Genetic counseling: MERRF is caused by mutations in the mtDNA and is transmitted by maternal inheritance. The father of a studied individual is not at risk of having the mtDNA mutation that causes the disease. The mother of an individual studied normally has the mtDNA mutation and may or may not have symptoms. A male with a mtDNA mutation can not transmit the mutation to his offspring. A woman with the mutation (both affected and not) transmits the mutation to all her offspring. Prenatal diagnosis for MERRF is available if a mtDNA mutation has been discovered in the mother. However, because the mutation is loaded in the tissues of the mother and in fetal tissue samples (ie, amniocentesis and chorionic villi) it can not correspond to that of other fetal tissues and because the burden of mutation in the Prenatal tissue samples can change in the uterus or after birth due to random mitotic segregation, prediction of the phenotype of prenatal studies is not possible (Figure 1 & 2).

1. Boulet L, Karpati G, Shoubridge EA (1992) Distribution and threshold expression of the tRNA(Lys) mutation in skeletal muscle of patients with myoclonic epilepsy and ragged-red fibers (MERRF). Am J Hum Genet 51(6): 1187-1200.
2. Chinnery PF, Johnson MA, Wardell TM, Singh-Kler R, Hayes C, et al. (2000) The epidemiology of pathogenic mitochondrial DNA mutations. Ann Neurol 48(2): 188-193.

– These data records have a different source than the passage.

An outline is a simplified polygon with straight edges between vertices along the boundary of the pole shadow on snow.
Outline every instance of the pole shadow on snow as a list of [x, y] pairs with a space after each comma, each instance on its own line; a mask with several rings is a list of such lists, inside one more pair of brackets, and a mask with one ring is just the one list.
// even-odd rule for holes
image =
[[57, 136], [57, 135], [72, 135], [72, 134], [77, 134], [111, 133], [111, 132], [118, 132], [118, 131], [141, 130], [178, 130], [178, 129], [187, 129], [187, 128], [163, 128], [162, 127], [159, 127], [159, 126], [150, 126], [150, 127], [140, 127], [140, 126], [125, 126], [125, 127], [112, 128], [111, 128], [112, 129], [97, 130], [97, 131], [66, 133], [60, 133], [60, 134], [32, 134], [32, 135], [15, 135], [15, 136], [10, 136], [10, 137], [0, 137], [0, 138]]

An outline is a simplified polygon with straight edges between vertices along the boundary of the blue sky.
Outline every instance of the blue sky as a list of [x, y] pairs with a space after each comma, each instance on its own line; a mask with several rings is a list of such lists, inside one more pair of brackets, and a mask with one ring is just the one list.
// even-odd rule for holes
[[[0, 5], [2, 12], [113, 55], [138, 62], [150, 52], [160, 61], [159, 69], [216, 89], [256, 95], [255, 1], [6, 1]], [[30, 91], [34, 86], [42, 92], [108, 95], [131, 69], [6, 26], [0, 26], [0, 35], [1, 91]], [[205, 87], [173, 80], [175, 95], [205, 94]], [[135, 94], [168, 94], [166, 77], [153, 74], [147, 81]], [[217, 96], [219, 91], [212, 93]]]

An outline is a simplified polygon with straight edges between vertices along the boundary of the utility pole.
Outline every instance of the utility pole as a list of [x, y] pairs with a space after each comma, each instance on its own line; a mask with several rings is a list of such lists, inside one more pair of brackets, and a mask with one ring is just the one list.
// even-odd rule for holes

3. Chomyn A, Meola G, Bresolin N, Lai ST, Scarlato G, et al. (1991) In vitro genetic transfer of protein synthesis and respiration defects to mitochondrial DNA-less cells with myopathy-patient mitochondria. Mol Cell Biol11(4): 2236-2244.
4. Crest C, Dupont S, Leguern E, Adam C, Baulac M (2004) Levetiracetam in progressive myoclonic epilepsy: an exploratory study in 9 patients. Neurology 62(4): 640–643.
5. Crimi M, Galbiati S, Moroni I, Bordoni A, Perini MP, et al. A missense mutation in the mitochondrial ND5 gene associated with a Leigh-MELAS overlap syndrome. Neurology 60(11): 1857-1861.